したがって、固表止汗法は単なる止汗ではなく、「扶正固表」「調和営衛」を目的とする。 汗を止めすぎて邪を閉じ込めないよう、表証が残る場合は先に解表を行う必要がある。
主な配合法
- 固表止汗+益気健脾:気虚・自汗(例:玉屏風散)。
- 固表止汗+調和営衛:衛気不固による自汗・悪風(例:桂枝加黄耆湯)。
- 固表止汗+滋陰清熱:陰虚火旺による盗汗(例:当帰六黄湯)。
- 固表止汗+補気養心:心気不足による寝汗・不安(例:生脈散)。
- 固表止汗+補気解表:気虚感冒で自汗を伴う場合(例:参蘇飲+黄耆)。
代表的な方剤
- 玉屏風散(ぎょくへいふうさん):益気固表・止汗。衛気虚弱による自汗・感冒予防に。

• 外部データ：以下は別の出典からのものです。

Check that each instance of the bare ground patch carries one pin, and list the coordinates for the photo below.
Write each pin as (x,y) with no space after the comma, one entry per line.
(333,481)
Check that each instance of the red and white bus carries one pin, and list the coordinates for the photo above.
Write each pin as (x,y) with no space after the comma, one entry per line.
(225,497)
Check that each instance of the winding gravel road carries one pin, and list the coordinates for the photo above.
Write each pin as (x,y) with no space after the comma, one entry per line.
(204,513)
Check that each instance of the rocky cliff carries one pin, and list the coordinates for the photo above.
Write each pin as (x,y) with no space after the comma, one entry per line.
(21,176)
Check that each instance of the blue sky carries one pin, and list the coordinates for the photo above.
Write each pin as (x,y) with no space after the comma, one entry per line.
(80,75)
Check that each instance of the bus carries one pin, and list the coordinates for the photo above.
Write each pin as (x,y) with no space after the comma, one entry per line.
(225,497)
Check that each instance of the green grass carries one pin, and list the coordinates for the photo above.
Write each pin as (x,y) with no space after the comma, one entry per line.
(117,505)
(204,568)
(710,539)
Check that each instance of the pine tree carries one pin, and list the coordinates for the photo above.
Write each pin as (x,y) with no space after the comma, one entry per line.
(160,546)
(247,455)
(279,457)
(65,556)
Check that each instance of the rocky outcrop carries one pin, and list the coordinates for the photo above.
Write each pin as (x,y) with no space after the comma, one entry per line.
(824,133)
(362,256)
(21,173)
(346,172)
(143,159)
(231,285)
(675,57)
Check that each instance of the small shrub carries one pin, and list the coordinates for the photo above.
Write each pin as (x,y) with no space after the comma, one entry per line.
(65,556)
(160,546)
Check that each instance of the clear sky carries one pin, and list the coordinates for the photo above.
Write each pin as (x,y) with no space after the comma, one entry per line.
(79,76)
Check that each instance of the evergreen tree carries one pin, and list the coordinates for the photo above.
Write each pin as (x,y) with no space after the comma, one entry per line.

- 桂枝加黄耆湯(けいしかおうぎとう):益気固表・調和営衛。自汗・悪風・表虚証に。
- 当帰六黄湯(とうきりくおうとう):滋陰清熱・固表止汗。陰虚火旺による盗汗に用いる。
- 牡蛎散(ぼれいさん):収斂固表・益気止汗。虚弱体質の慢性盗汗に。
- 生脈散(しょうみゃくさん):益気養陰・斂汗止渇。気陰両虚の盗汗・虚熱に。
臨床でのポイント
- 発汗が体質性・慢性的な場合は衛気虚弱を考慮する。
- 自汗には「益気固表」、盗汗には「滋陰清熱固表」を使い分ける。
- 風邪や外邪が残る時期には固表薬を早用しない。
- 気虚の体質改善や感冒予防にも応用できる。
- 黄耆・牡蛎・麻黄根・浮小麦などが代表的な固表止汗薬。
まとめ
固表止汗法は、衛気虚弱・営衛不和・陰虚火旺などにより汗が漏れ出す状態に対し、気を補い表を固めて発汗を抑える治法である。 主な方剤には玉屏風散・桂枝加黄耆湯・当帰六黄湯などがあり、 自汗・盗汗・虚弱体質の改善に広く用いられる。 要点は、汗の性質(自汗か盗汗か)と体質(気虚か陰虚か)を見極めて使い分けることである。